Submit your digital storytelling projects to SXSW

Film_DigitalDomain_2013If I ever make it to SXSW one day, the Digital Domain workshops would probably be my top pick to attend–they’ve looked so interesting the last few years! My project is not ready for submitting this year unfortunately. One day, one day.

If you’ve got a project ready though, jump on this opportunity!

Media makers are invited to submit their work to be presented in the Digital Domain for SXSW 2015.The Digital Domain, a SXSW Convergence track tackles new directions in storytelling across a range of exciting new digital platforms. Works can include interactive documentaries, web series, apps, experimental performance work, augmented reality and more. Deadline to apply is December 12, 2014.

Digital Bolex grant for women cinematographers

bolexlogoUntil a coworker at my day job passed this on to me recently, I had no idea that Bolex offered this grant for productions with female cinematographers of up to $10,000 of equipment rentals for up to 21 days! The application is a ongoing rolling submission.
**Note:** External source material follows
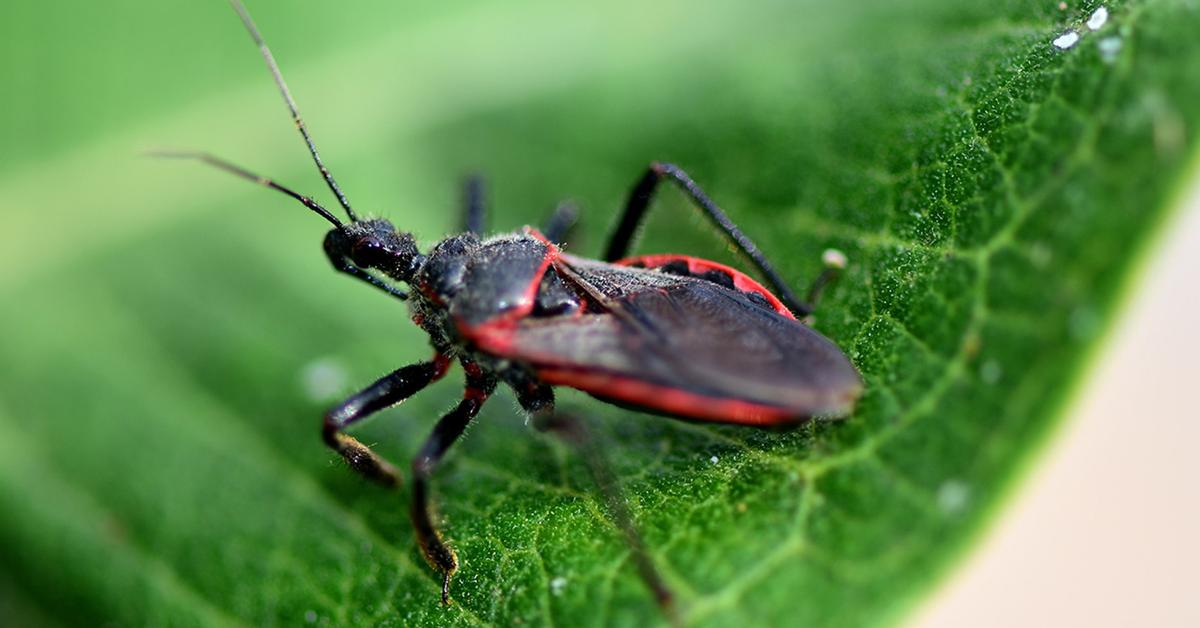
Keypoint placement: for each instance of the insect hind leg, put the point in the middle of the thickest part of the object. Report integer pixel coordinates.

As part of this initiative, they have some statistics on their website about women in the film industry. None of it is startling for those in the field who know how male dominated it is–but it’s still a sobering reminder of how far there is to go (and transgender folks are of course not even on the radar of these kinds of stats collections yet).
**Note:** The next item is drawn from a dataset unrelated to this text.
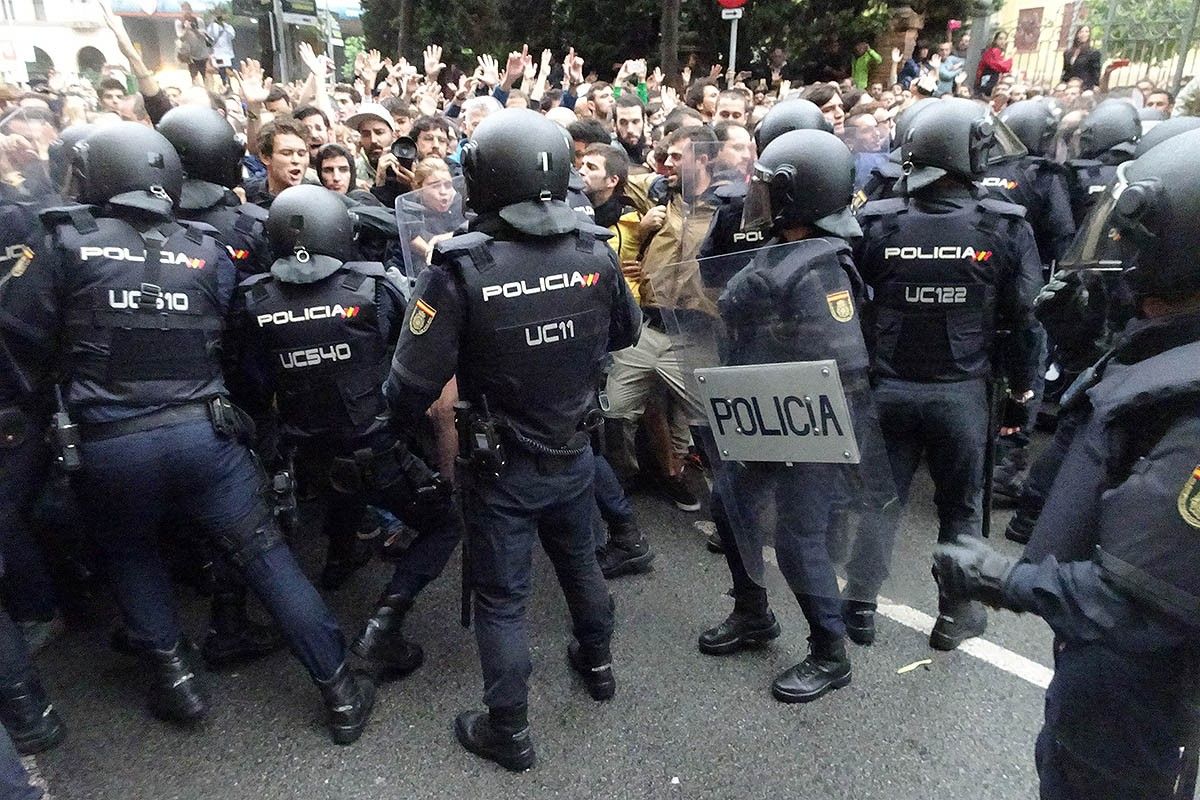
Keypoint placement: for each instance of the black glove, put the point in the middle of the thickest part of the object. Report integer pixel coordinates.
(970, 570)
  • Film schools in the United States have 50% male and 50% female graduates.1
  • No female director of photography has been nominated for an Academy Award.
  • The first studio film with a female director of photography was FATSO (1980).
  • The first female member of the American Society of Cinematographers, Brianne Murphy, was invited to join in 1980.
  • As of 2014, 14 of 374 members of the ASC are women, just 3.7%.2
  • From 2008-2014, an average of 11% of independent narrative and documentary features screening at major US film festivals had female cinematographers.3
  • Women comprised 7% of cinematographers working on narrative features screening at festivals in 2013-2014.3
  • Women accounted for 12% of cinematographers working on documentaries screening at festivals in 2013-2014.3
  • Women comprised 3% of directors of photography on prime-time broadcast television shows from 1997-2013.4
  • Women comprised 2% of directors of photography on all shows on broadcast networks, basic cable, pay cable, and Netflix original shows from 2012-2013.4
  • Women accounted for 3% of all cinematographers working on the top 250 domestic grossing films of 2013.5
  • 36% of the top 250 films employed 0 or 1 woman in the key roles of director, writer, executive producer, producer, editor, or cinematographer. 2% of films employed 10 to 13 women in these positions. Conversely, 1% of films employed 0 or 1 men in key roles, and 32% employed 10 to 13 men.5

Submit your experimental film to David Lynch juried screening at PAFA

dlCan you imagine David Lynch hand-picking your film to exhibit somewhere? (And then winning some money on top of that?) Well, here’s your chance!

Between October 1 and November 30, 2014, filmmakers may submit films 5-minutes or less to PAFA. Juried by David Lynch and his studio, the top 5 films selected will air during an exclusive screening on January 8, 2015. Films submitted are encouraged to be inspired by art, PAFA’s David Lynch exhibition, and the city of Philadelphia — a city that Lynch has said to be both fantastic and terrifying. http://www.pafa.org/filmproject

“Dear White People” opens this week and next in select cities

If you haven’t heard the buzz about Justin Simien‘s upcoming Sundance Award winning feature length film Dear White People, I’m here to add to the buzz and put it on your radar.

I haven’t watched it yet, but the trailer and small clips that they’ve released so far are really promising with a sophisticated and multi-layered comic take on race.

In order to help this film succeed, folks in the four cities where it’s screening starting this Friday October 17 (ATL, NYC, DC and LA) need to come out in full force and max out the ticket sales so it gets added to more theaters nationally.

And Philly, let’s show the film some love when it opens here on October 24.